A role of NAC on creatinine secretion independently of kidney filtration has been reported by Hoffman and collegues . To correct for this, we also measured cystatin C at all time points of our study. We observed no effect of NAC on AKI based on creatinine or cystatin C level. Furthermore, cystatin C and creatinine levels showed a good correlation at all time points, arguing against a major role of intravenous NAC on creatinine secretion.

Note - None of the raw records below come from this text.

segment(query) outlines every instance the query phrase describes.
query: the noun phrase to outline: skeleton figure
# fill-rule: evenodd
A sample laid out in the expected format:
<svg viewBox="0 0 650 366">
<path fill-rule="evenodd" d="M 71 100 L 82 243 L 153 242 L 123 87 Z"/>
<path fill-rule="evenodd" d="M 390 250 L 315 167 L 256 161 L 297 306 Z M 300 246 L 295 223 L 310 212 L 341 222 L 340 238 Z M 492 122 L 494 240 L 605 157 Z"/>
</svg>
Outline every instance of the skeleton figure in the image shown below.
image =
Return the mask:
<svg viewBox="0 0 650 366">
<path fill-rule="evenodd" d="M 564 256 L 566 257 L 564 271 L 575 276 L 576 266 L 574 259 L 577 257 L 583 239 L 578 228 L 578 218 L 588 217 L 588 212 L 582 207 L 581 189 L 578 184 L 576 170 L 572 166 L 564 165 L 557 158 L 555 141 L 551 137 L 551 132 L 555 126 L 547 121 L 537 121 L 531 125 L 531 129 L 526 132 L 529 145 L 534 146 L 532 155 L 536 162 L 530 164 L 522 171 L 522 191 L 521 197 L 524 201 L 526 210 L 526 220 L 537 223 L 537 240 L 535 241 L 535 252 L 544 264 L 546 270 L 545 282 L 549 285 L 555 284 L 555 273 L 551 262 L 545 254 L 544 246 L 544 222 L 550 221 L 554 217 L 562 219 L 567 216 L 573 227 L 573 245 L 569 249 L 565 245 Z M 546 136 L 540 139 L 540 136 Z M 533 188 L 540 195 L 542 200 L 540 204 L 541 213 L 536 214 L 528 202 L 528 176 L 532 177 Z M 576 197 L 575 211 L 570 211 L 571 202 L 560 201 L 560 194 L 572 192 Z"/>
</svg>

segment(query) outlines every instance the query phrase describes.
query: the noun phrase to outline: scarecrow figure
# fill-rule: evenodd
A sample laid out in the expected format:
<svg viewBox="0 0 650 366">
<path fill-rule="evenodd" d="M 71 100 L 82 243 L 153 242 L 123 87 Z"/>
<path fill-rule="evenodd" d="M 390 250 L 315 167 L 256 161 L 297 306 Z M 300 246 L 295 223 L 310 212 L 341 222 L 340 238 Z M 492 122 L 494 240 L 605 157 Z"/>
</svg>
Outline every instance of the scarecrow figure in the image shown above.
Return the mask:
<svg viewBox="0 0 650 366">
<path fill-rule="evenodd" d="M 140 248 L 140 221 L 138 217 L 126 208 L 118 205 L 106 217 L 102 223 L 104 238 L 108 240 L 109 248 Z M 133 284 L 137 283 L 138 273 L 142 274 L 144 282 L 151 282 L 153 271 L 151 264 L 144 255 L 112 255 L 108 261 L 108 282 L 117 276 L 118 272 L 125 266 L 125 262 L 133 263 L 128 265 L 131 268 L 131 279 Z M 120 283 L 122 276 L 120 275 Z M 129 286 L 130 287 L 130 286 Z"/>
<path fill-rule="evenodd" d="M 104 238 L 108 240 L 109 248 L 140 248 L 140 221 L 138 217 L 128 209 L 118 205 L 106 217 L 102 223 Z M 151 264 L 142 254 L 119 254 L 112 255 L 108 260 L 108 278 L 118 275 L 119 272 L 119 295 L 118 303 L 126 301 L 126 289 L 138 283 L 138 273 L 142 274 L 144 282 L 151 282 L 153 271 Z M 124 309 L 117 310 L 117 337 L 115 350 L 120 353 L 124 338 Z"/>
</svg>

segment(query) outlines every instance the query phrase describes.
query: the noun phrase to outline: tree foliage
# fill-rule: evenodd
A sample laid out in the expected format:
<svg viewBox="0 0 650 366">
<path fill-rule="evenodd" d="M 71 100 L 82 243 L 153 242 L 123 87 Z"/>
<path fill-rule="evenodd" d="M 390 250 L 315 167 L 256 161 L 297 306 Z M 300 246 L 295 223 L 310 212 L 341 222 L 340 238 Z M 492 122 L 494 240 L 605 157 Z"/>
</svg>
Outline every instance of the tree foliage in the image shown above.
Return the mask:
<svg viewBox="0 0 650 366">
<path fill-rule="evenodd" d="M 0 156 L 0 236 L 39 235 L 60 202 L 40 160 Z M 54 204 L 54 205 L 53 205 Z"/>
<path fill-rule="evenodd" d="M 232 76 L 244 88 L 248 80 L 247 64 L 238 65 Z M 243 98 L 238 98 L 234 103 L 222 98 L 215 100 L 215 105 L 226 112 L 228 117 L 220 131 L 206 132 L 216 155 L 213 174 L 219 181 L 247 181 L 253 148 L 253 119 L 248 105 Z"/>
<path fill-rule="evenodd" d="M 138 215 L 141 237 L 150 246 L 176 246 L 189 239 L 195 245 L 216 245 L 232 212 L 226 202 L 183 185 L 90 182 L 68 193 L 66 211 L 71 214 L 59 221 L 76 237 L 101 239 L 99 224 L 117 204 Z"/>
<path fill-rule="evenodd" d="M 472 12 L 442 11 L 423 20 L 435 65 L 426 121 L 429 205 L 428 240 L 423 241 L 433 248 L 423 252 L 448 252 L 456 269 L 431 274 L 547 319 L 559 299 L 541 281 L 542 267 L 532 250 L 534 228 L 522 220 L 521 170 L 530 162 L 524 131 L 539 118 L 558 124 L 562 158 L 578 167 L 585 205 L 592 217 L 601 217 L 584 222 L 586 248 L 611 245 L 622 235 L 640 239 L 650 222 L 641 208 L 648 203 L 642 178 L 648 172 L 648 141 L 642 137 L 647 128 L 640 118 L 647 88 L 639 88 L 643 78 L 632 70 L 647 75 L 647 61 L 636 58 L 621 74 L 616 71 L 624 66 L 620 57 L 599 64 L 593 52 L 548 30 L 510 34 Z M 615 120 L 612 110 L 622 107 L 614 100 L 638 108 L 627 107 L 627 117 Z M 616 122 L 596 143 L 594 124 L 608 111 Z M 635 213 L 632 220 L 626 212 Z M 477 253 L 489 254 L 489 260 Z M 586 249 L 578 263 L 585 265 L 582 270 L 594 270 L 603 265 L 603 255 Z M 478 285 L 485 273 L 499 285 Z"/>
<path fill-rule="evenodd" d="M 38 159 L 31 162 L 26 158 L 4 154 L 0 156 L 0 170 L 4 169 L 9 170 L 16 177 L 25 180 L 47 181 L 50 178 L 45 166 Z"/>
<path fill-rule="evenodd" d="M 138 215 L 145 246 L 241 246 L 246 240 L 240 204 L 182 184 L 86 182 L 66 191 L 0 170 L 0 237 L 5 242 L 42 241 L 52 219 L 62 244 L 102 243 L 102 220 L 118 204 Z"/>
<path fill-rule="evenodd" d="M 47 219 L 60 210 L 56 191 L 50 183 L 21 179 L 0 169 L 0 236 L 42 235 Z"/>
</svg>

Our study is limited by some aspects. First our population is relatively small and we cannot exclude a minor effect of NAC that might have been detectable in a larger cohort. However, such a small effect would probably not be relevant in clinical practice. Second our selection criteria were based on a single creatinine level measurement in the ER. We may therefore have mixed acute and chronic cases of renal impairment, rendering our population less homogenous than in previous studies but closer to everyday practice in the ER. The high rate of CN demonstrates that this population was in any cases vulnerable. Finally, the contrast medium dose used for CT-Scan is generally lower than for cardiac angiography which has been the situation mostly studied regarding NAC effect. Despite these limitations, the follow up of patients with two renal markers, the very high dose of NAC and different definitions of AKI used are strong arguments against an effect of IV NAC on AKI prevention in patients presenting on the ER with a decreased estimated clearance and undergoing contrast CT-Scan.